Monday, March 04, 2013

Sequestration Mania Hits Physician-Administered Drugs

So, the federal government’s mandated spending cut took effect. The world didn’t end, consistent with the Wall Street Journal’s prescient February 6 editorial titled The Unscary Sequester.

Physician-administered drugs under in Medicare Part B will get a 1.6% payment cut, because of a reduction in the reimbursement rate from ASP+6% to ASP+4.3%. (Check the math. It’s a cut from 106% to 104.3% of ASP.)

While I view the sequester as incredibly poor public policy, let’s keep some perspective. As I explain below, total drug revenue per full-time equivalent hematology/oncology physician will drop by less than $27,000.

Even President Obama is busy walking back his administration’s comments of complete disaster. KCCO.

MEDICARE PART B

For those who don’t know, the Medicare Part B program covers a limited number of outpatient prescription drugs. These include injectable drugs administered by a physician; certain self-administered drugs, such as oral anticancer drugs and immunosuppressive drugs; drugs used in conjunction with durable medical equipment; and some vaccines.
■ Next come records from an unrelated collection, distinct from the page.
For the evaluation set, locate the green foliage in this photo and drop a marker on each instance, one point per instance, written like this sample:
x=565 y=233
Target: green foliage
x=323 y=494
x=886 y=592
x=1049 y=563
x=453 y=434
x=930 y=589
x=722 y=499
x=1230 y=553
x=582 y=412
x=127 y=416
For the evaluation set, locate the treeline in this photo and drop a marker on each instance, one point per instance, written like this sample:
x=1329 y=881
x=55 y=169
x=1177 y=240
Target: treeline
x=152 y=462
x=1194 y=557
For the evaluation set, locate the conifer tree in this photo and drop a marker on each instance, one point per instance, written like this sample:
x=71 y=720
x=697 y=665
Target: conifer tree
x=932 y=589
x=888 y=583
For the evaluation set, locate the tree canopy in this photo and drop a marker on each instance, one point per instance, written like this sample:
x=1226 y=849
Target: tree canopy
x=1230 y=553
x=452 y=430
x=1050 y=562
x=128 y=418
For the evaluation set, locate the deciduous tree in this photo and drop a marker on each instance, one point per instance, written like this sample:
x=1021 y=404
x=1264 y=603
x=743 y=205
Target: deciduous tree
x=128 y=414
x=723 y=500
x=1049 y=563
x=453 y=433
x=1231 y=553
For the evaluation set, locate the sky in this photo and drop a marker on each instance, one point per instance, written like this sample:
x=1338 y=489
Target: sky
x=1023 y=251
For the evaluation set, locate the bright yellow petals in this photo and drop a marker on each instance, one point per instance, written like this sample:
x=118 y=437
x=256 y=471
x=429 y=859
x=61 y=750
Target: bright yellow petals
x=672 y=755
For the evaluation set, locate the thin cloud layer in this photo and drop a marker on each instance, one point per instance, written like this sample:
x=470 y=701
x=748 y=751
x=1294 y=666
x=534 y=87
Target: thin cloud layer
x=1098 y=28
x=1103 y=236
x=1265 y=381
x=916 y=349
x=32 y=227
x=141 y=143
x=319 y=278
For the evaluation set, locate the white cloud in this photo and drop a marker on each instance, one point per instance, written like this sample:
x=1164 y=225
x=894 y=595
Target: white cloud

Medicare uses Average Sales Price (ASP) as the basis for reimbursing physician-administered injectable drugs and some self-administered medications, such as oral anticancer drugs and immunosuppressive drugs. Average Sales Price (ASP) equals the volume-weighted, per-unit average of manufacturer sales prices for each product that falls within a single Healthcare Common Procedure Coding System (HCPCS) billing code. ASP is computed using actual sales revenues to a manufacturer, i.e., list price minus all price concessions (volume discounts, prompt pay discounts, cash discounts, free goods, chargebacks, rebates, etc.).

HOW BAD?

As many pundits have noted, the sequester’s indiscriminate cuts, all of which come from discretionary annual spending, are a crazy way to get the country’s debt problem under control.

Putting aside politics, here’s how I estimate the typical impact per physician:
Thus, a 1.6% reduction will reduce Medicare practice revenue from $1.7 million to $1.67 million—a reductions of about $27,000.

As far as I know, commercial payers are not planning similar cuts. Plus, 36% of oncology drugs are handled by specialty pharmacy providers, and are not paid via buy-and-bill. See Specialty Pharmacies Keep Gaining on Buy-and-Bill.

Sadly, these cuts could encourage more physicians to sell their practice to hospitals, which can then jack up the drug prices. So much for sensible health care policy!